Gateway began opening its Gateway Country stores in 1996 as a way to differentiate itself from direct-to-consumer rival Dell Inc. Though some industry analysts had praised the move at the time, saying that consumers prefer to try out expensive electronics items before purchasing them, the stores were a money-loser for the company. Gateway Chief Financial Officer Roderick Sherwood conceded as far back as a year ago that the stores had "a ways to go" before becoming profitable.
As a result, the move was not surprising said Stephen Baker, analyst at NPD Group Inc. Gateway "never figured out how to take advantage of the stores they opened," he said.
Tim Bajarin, president of Creative Strategies Inc., a Silicon Valley research firm, said that Apple Computer Inc. has found success with its retail chain because the company "has control of their entire system -- hardware, operating system, applications. They control everything."
"That helps them drive customers into the store for a complete set of solutions," he said. In addition to its own computers, Gateway sold products from other manufacturers, in competition with much larger retailers such as Circuit City Stores Inc. and Best Buy Co.
Gateway's Williams said the company had just finished a $35 million upgrade of the stores to showcase their growing lines of electronics, such as digital cameras and plasma televisions. Gateway has stores in the Washington area, with locations in Springfield, Fairfax, Gaithersburg and Waldorf.

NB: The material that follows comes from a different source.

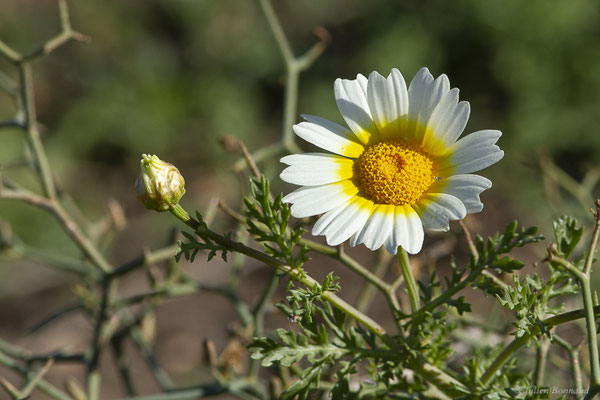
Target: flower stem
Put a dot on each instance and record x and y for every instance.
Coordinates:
(409, 278)
(588, 306)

The company has been struggling for years but recently acquired eMachines to become the No. 3 computer maker in the United States behind Dell and Hewlett-Packard Co.
EMachines started as a discount computer seller in 1998; its sales edged past those of Gateway in the recent holiday season.

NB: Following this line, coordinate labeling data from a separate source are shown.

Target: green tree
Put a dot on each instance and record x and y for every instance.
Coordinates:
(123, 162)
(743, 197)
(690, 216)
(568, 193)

When Gateway announced the acquisition in January, founder Theodore W. Waitt had no comment on whether the company would close the Gateway stores but said it would "look closely" at the operations.
Gateway originally built its brand on having a down-home image, with cow spots dotting the boxes that its computers were shipped in. Gateway put the cow out to pasture in 2002, though, ditching it for a sleeker image the company hoped consumers would find more sophisticated.
Michael Gartenberg, research director at Jupiter Research, said he was surprised only by the timing of the announcement.
"Can't say that this is a huge shock, though the timeline is accelerated. April 9? That's like a week away."